Canada’s transport minister recently introduced a law that would ban most oil tankers from the north coast of B.C. and Haida Gwaii.
The bill would prohibit oil tankers from carrying crude and ‘persistent oils’ as cargo from stopping, loading or unloading at ports or marine installations. Anyone who defies the ban could face fines of up to $5 million.
Skeena-Bulkley Valley MP Nathan Cullen said the proposed legislation is the direct result of decades of hard work by northwest First Nations and communities to protect sensitive marine environments.
“Congratulations to everyone who has played a part in finally getting the federal government to understand the absolute need for a moratorium on tanker traffic and loading and unloading facilities at ports in northern B.C.,” said Cullen.
However, Cullen said “the devil is in the details,” saying the bill that is eventually placed before Parliament for a vote “must have the fingerprints of northwesterners all over it.”
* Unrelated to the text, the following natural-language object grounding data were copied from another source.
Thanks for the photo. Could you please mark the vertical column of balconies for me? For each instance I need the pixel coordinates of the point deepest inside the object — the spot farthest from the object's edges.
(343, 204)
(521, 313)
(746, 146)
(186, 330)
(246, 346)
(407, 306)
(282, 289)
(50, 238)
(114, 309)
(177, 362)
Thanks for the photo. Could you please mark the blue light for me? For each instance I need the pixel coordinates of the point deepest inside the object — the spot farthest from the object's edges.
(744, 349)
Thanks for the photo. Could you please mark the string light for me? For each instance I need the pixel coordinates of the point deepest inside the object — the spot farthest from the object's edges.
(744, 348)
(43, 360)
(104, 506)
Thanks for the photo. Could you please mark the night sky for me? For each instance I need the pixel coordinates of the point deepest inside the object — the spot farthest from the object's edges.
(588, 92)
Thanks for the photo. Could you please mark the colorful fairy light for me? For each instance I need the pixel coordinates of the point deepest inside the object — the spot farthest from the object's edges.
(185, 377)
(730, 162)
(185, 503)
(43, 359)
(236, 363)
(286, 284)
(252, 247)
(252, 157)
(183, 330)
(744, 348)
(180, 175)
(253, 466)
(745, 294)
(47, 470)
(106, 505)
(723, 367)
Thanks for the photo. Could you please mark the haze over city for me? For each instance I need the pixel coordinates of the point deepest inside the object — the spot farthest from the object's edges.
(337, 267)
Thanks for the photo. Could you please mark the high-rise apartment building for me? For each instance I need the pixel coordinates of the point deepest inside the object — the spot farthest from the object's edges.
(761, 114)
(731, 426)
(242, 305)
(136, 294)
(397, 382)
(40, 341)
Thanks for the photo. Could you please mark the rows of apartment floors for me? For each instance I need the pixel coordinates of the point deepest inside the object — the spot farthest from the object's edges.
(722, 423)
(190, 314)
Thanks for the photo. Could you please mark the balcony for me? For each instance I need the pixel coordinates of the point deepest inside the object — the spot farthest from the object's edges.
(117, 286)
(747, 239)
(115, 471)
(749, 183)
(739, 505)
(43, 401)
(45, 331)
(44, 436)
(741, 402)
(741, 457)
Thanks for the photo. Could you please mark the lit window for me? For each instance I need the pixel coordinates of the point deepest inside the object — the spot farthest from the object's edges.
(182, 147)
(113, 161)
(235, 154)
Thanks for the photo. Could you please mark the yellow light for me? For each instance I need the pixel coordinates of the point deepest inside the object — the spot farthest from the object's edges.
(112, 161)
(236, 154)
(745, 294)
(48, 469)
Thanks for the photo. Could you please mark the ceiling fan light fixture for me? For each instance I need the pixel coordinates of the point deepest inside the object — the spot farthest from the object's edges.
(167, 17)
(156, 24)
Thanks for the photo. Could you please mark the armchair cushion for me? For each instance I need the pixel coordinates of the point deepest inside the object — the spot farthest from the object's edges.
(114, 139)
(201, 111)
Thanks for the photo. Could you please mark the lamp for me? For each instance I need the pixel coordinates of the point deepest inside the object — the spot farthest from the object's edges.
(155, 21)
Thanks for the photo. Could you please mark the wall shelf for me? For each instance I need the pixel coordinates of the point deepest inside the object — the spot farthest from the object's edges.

“We’ll all be watching to make sure study of the proposed legislation is evidence-based and includes people in the northwest who understand the risks of tanker traffic and have the most at stake in seeing strong protection of our coastline,” he said.
Cullen said he looks forward to hearing expert testimony about the proposed bill, including testimony from people who live on B.C’s coast and Haida Gwaii.
Besides crude oil, the ban applies to a list of 14 persistent oils such as various bunker fuels, synthetic crude, slack wax and partially upgraded bitumen.
“They tend to sink, and there’s no way to remove them unless you do it manually,” explained Canada’s transport minister Marc Garneau.
“We’re very concerned about those kinds in particular, because of their effect on the environment.”
If science later shows that more types of oil should be added to the ‘persistent’ list, Garneau said the bill allows for it. Likewise, he said oils could be removed from the list if new technology allows for their safe clean-up.
The proposed act does not ban bulk shipping of refined fuels that break up or evaporate in case of a spill such as gasoline, jet fuel or liquefied natural gas. Also, the proposed law exempts tankers that carry less than 12,500 metric tons of crude or persistent oil as cargo – an exemption intended to allow critical shipment of fuels, home-heating oil, and other goods to coastal communities and industries.